In an interview with The Columbian, Mainzer said congestion is still a problem along the north-south corridor. However, the agency will address congestion with a suite of tools, including a less conservative and more “risk informed” approach in its capacity calculations, the development of new tools to monitor the grid in real time, collaboration with other regional utilities, and will look to nonwire solutions such as battery storage and electrical flow control devices.
“Traditionally, the solution to a problem like this is, ‘Let’s go build a line’ — and lines are great — they provide a lot of certainty and capacity,” he said. “But the question was not necessarily what transmission line we have to build, but how do we have to solve the transmission problem.”

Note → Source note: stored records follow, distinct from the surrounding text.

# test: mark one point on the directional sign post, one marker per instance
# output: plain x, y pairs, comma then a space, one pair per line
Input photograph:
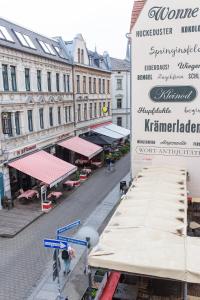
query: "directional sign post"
56, 244
72, 240
68, 227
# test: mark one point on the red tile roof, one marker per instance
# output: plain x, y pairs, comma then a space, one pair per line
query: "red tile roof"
137, 8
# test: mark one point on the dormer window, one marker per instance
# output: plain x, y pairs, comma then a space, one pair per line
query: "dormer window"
25, 40
46, 48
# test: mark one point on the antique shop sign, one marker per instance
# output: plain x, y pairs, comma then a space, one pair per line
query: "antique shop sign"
166, 86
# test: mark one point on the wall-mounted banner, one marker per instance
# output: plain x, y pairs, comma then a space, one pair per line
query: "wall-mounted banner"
166, 86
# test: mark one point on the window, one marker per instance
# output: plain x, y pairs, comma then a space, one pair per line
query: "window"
79, 55
67, 114
57, 82
84, 84
119, 84
39, 80
13, 78
59, 115
5, 77
64, 83
27, 79
6, 123
51, 116
85, 111
17, 123
94, 85
90, 85
99, 85
30, 120
82, 56
119, 121
103, 86
78, 83
108, 86
108, 108
5, 35
100, 109
25, 40
95, 110
68, 83
79, 112
59, 51
41, 117
90, 111
119, 103
46, 48
69, 109
49, 81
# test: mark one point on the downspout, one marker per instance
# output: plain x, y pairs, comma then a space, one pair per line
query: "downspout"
128, 35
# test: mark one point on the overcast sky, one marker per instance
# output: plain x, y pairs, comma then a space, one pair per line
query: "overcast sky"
103, 23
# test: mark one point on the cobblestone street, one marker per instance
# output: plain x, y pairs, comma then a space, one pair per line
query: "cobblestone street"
23, 258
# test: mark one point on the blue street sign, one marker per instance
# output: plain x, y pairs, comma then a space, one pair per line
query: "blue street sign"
55, 244
69, 226
72, 240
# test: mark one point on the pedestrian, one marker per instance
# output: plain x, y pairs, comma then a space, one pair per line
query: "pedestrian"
67, 255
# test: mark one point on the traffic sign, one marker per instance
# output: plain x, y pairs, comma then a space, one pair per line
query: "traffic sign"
69, 226
55, 244
72, 240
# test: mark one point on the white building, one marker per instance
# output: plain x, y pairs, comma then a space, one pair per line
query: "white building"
121, 91
39, 104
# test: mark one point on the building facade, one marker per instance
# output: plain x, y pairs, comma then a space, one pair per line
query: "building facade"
92, 85
41, 101
121, 91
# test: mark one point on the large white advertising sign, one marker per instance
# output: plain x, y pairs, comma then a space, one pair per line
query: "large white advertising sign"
166, 86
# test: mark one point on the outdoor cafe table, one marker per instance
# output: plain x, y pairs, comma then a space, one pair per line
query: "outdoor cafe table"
28, 194
72, 183
55, 194
97, 164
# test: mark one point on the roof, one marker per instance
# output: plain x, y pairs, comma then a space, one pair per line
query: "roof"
44, 167
137, 8
81, 146
147, 234
120, 64
14, 42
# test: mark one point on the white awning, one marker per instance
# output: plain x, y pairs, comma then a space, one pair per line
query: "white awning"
121, 130
148, 233
104, 131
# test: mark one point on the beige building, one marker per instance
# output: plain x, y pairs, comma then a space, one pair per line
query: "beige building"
45, 94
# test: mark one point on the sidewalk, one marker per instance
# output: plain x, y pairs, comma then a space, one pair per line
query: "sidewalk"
76, 283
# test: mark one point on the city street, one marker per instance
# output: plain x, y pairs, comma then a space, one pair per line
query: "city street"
23, 258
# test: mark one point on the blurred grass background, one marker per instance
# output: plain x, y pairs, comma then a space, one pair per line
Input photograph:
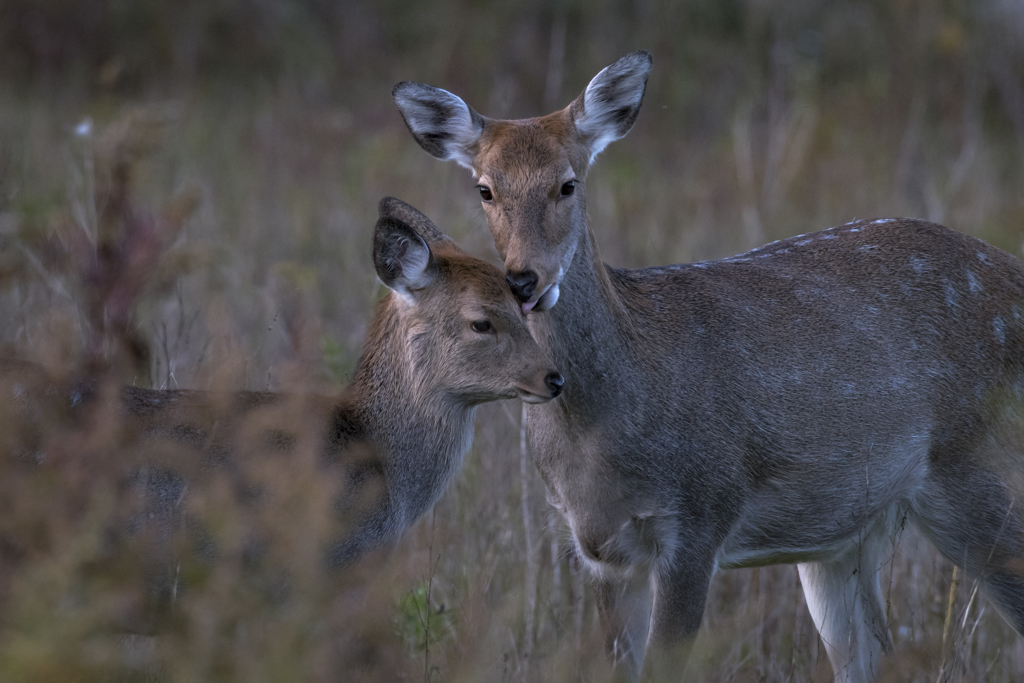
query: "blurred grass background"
263, 134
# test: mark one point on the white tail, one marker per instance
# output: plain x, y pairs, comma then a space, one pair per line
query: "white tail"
794, 403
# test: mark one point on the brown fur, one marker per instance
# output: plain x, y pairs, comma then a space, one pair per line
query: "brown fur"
795, 403
391, 442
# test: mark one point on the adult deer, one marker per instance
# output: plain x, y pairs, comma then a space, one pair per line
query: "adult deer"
449, 337
795, 403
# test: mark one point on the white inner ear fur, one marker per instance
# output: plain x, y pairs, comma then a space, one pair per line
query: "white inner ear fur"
458, 130
604, 99
411, 260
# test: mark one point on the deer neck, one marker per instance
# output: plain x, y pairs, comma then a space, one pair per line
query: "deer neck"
588, 322
407, 417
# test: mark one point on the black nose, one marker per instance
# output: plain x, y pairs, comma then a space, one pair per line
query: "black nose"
521, 284
555, 383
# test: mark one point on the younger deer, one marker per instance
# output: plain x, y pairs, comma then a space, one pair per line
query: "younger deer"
794, 403
449, 337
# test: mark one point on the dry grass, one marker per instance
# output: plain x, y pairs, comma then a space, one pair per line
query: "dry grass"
244, 263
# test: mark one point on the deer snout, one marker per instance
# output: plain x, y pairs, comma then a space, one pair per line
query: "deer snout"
522, 284
554, 382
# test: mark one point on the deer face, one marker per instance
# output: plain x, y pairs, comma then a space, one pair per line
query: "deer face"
465, 333
530, 173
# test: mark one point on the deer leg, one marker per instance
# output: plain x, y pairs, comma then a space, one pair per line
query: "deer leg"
624, 607
680, 594
844, 596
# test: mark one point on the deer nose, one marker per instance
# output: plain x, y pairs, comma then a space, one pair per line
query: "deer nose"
554, 381
522, 284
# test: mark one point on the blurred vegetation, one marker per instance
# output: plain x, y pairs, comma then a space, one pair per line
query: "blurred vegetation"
186, 197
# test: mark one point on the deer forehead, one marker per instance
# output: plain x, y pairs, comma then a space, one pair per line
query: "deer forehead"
530, 153
474, 285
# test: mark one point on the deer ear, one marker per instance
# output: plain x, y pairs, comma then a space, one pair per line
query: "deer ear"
607, 109
443, 125
401, 258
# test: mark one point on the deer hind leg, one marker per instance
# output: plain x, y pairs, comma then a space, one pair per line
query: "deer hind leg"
844, 596
975, 520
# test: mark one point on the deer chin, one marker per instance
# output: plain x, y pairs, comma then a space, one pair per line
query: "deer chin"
547, 300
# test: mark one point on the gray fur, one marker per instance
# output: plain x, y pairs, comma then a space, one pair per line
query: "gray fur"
796, 403
392, 442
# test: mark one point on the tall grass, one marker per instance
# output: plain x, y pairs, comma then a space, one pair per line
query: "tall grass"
255, 143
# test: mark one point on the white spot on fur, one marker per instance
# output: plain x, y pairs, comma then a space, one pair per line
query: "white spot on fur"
952, 300
973, 283
999, 328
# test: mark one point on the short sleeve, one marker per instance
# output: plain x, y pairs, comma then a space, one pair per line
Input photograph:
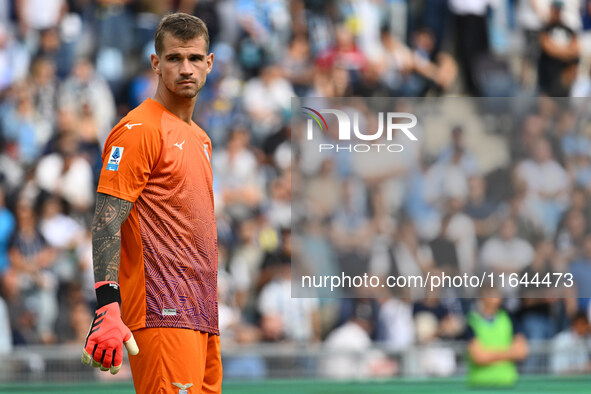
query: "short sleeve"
129, 156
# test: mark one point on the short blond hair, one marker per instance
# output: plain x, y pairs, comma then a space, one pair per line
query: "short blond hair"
182, 26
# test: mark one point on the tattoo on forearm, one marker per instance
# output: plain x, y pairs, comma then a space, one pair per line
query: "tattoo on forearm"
109, 215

Mainzer said the death of the project doesn’t mean an end to transmission-line construction in the Pacific Northwest. But in the future, the agency plans to look at finding more efficient ways to move power and to build at the smallest possible scale.

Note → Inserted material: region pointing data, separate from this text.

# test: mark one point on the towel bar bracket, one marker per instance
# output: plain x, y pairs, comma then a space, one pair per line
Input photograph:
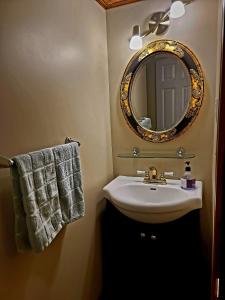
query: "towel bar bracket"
6, 162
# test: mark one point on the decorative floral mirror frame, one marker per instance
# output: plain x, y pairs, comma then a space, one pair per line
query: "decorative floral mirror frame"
197, 89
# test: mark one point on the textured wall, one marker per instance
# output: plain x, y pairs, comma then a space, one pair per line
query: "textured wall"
198, 30
54, 83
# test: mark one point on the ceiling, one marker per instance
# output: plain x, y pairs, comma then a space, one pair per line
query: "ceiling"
113, 3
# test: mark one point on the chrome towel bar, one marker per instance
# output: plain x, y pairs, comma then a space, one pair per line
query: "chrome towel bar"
6, 162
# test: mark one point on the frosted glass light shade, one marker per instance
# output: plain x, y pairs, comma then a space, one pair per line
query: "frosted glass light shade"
136, 42
177, 9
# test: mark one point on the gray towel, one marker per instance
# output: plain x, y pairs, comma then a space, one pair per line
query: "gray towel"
47, 194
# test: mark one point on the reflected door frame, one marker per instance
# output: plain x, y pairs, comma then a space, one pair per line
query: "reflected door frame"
218, 263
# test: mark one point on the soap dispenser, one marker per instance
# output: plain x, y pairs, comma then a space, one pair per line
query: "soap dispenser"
188, 181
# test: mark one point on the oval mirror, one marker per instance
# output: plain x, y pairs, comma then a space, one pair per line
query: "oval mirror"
162, 90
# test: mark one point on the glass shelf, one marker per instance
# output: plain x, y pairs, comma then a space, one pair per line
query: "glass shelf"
179, 154
156, 155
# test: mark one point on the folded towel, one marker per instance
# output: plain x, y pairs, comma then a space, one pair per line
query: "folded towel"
47, 194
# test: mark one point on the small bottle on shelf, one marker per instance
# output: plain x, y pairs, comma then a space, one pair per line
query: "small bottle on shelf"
188, 181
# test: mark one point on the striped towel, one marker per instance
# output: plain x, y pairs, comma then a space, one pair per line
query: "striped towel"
47, 194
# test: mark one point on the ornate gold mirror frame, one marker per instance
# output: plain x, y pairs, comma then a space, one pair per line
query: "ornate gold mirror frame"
197, 85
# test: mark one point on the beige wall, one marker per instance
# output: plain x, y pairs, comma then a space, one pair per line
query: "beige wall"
54, 83
198, 30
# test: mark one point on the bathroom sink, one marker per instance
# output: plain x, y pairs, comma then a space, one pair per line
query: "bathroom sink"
152, 203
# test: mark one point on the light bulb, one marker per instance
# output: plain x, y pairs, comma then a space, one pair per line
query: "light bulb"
136, 42
177, 9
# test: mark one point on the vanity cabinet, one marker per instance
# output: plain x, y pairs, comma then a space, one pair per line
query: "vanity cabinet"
152, 261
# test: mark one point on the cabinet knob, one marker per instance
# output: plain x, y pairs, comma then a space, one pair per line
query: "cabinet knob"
143, 235
153, 237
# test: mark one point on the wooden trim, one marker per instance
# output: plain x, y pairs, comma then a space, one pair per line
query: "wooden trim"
114, 3
219, 215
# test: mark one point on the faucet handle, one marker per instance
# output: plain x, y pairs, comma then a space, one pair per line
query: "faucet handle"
141, 173
153, 172
170, 174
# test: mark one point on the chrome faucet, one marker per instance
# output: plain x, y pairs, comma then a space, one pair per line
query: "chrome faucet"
151, 176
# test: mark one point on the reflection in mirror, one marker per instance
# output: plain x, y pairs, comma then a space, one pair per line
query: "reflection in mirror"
160, 92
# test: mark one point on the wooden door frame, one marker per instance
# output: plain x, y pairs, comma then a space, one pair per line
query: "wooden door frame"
219, 213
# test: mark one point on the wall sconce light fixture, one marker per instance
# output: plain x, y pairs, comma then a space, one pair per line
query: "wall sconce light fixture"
159, 23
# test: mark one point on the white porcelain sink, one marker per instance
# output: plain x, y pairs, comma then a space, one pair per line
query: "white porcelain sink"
151, 203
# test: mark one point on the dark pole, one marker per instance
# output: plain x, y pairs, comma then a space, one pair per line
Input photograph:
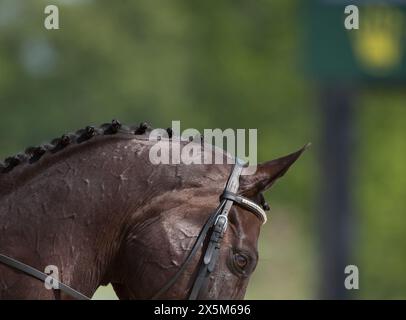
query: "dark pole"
335, 217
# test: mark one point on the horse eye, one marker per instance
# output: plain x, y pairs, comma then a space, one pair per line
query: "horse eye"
241, 261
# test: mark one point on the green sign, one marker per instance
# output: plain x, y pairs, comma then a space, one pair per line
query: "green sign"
374, 51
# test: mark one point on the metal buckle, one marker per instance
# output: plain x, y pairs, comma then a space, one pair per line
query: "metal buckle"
224, 224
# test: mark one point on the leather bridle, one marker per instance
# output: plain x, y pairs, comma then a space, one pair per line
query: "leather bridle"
216, 224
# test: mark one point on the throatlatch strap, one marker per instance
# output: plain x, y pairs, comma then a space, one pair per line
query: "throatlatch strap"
40, 276
245, 203
196, 246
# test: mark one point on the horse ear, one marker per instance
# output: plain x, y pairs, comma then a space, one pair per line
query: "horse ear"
267, 173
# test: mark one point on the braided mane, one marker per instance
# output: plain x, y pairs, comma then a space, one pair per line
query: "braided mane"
33, 154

While the BPA invested nine years into studying the project, Mainzer said the agency is still calculating how much money it invested in the project.
“We’re in the process of calculating the final amount but it was a significant sum,” he said, noting that it’s now pursuing alternatives that are less expensive than building the transmission line.
A controversial project
When the I-5 Corridor Reinforcement Project was first proposed, BPA officials saw the line as necessary for meeting the electrical demands of the rampant population growth between the Portland and Seattle metro areas. But because the transmission system feeds customers along the entire West Coast, the new line would benefit customers in the Southwestern United States.
Project designers considered several paths for the line, but in 2012 identified the preferred “Central Alternative.”
It would have started at Castle Rock and run about 7 miles east of I-5 before veering east and crossing the Clark-Cowlitz county line near Merwin Dam. It would have then run between Camas and Washougal before crossing the Columbia River and ending at Troutdale.
The project was highly controversial with property owners along the proposed route. Many of those who lived in the proposed path worried about the line’s potential impacts on their property values and their health. Some formed citizen groups that rallied against the project and advocated for alternative solutions.
“Frankly, BPA’s willingness to reverse course on the planned 500-kilovolt lattice-steel-tower transmission line that would have bisected our communities is somewhat unprecedented,” she said. “It should serve as a model for other public entities who need to be willing to constantly reassess their decisions to make sure the community is at the center of them.”